Wolff concludes that the claims and promises of US capitalism to be an engine that builds and sustains a vast “middle class” and that cons-tantly “delivers the goods” seem more hollow today than ever. “Questions, criticisms and opposition bubble up across the country. The CBO report reflects, as well as documents, the underlying economic realities. However inadvertently, it thereby supports the rising tide of protest.”

It is but natural that today’s American crisis has emerged as a reminder of the eventual validity of Karl Marx’s various theories about the crisis that the inherent contradictions of the capitalist system are slated to throw up from time to time. “It is a moment Karl Marx would have relished,” wrote the The Guardian in 2008 when the present crisis first hit the US economy. “From every angle financial capitalism is taking a battering.”

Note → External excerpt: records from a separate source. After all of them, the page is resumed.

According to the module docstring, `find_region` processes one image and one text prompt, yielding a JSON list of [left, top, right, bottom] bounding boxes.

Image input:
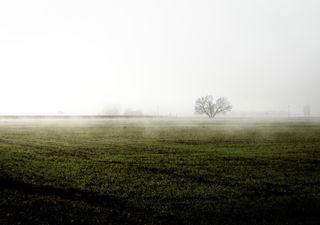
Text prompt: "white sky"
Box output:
[[0, 0, 320, 115]]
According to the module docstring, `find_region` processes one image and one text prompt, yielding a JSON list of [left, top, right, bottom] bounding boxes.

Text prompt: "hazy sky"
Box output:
[[0, 0, 320, 115]]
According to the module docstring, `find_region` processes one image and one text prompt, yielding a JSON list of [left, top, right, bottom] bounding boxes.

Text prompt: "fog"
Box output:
[[0, 0, 320, 116]]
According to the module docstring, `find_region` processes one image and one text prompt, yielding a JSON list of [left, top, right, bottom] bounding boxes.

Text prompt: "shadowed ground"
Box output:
[[0, 119, 320, 224]]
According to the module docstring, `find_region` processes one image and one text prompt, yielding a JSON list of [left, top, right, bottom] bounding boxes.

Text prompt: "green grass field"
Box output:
[[0, 119, 320, 224]]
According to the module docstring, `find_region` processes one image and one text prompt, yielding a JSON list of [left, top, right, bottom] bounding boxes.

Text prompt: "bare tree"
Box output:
[[194, 95, 232, 118]]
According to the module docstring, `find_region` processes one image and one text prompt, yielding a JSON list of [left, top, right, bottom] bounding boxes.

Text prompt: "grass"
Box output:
[[0, 119, 320, 224]]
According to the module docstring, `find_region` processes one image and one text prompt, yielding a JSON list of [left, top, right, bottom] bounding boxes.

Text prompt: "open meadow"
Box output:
[[0, 118, 320, 224]]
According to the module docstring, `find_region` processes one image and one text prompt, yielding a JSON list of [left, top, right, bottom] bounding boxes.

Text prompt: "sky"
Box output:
[[0, 0, 320, 115]]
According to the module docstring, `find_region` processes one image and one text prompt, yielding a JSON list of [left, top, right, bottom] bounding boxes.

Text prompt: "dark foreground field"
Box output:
[[0, 119, 320, 224]]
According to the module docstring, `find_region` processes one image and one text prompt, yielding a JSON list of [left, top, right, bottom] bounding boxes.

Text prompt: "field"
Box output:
[[0, 119, 320, 224]]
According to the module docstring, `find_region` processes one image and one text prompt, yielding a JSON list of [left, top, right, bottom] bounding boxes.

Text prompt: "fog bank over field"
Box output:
[[0, 0, 320, 116]]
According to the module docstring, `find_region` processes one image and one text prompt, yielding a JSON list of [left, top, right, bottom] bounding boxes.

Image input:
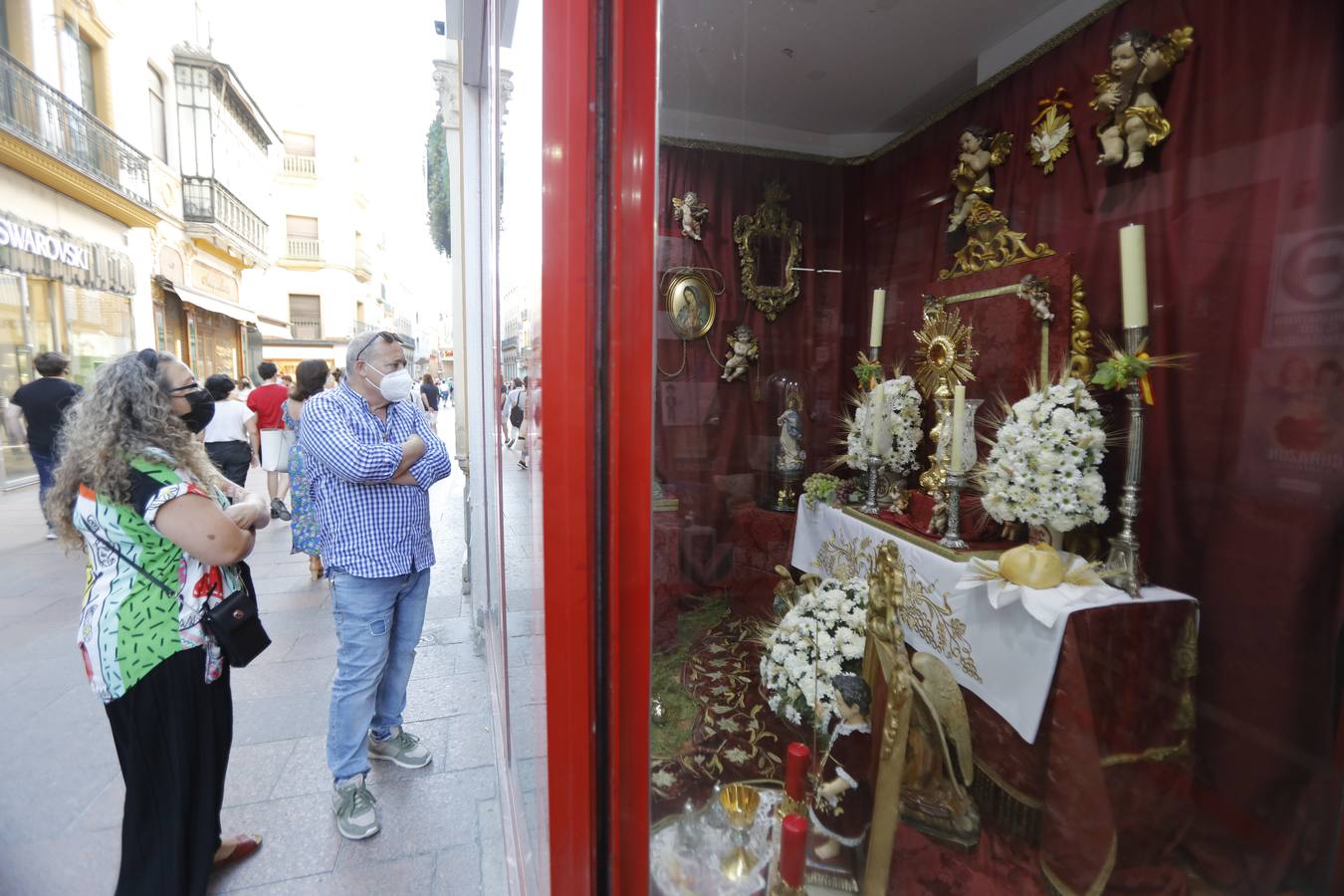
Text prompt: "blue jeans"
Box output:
[[327, 569, 429, 782], [28, 447, 57, 527]]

And, despite the great time divide, what Marx wrote to Ludwig Kugelmann on July 11,1868, may perhaps still ring a bell: “Every child knows a nation which ceased to work, I will not say for a year, but even for a few weeks, would perish. Every child knows too that the masses of products…require different and quantitatively determined masses of the total labour of society. That this necessity of distribution of social labour in definite proportions cannot possibly be done away with by a particular form of social production but can only change the mode of its appearance, is self-evident. No natural laws can be done away with. What can change in histori-cally different circumstances is only the form in which these laws assert themselves.”

Apratim Mukarji, who has returned from a visit to the US, is an analyst of South and Central Asian affairs.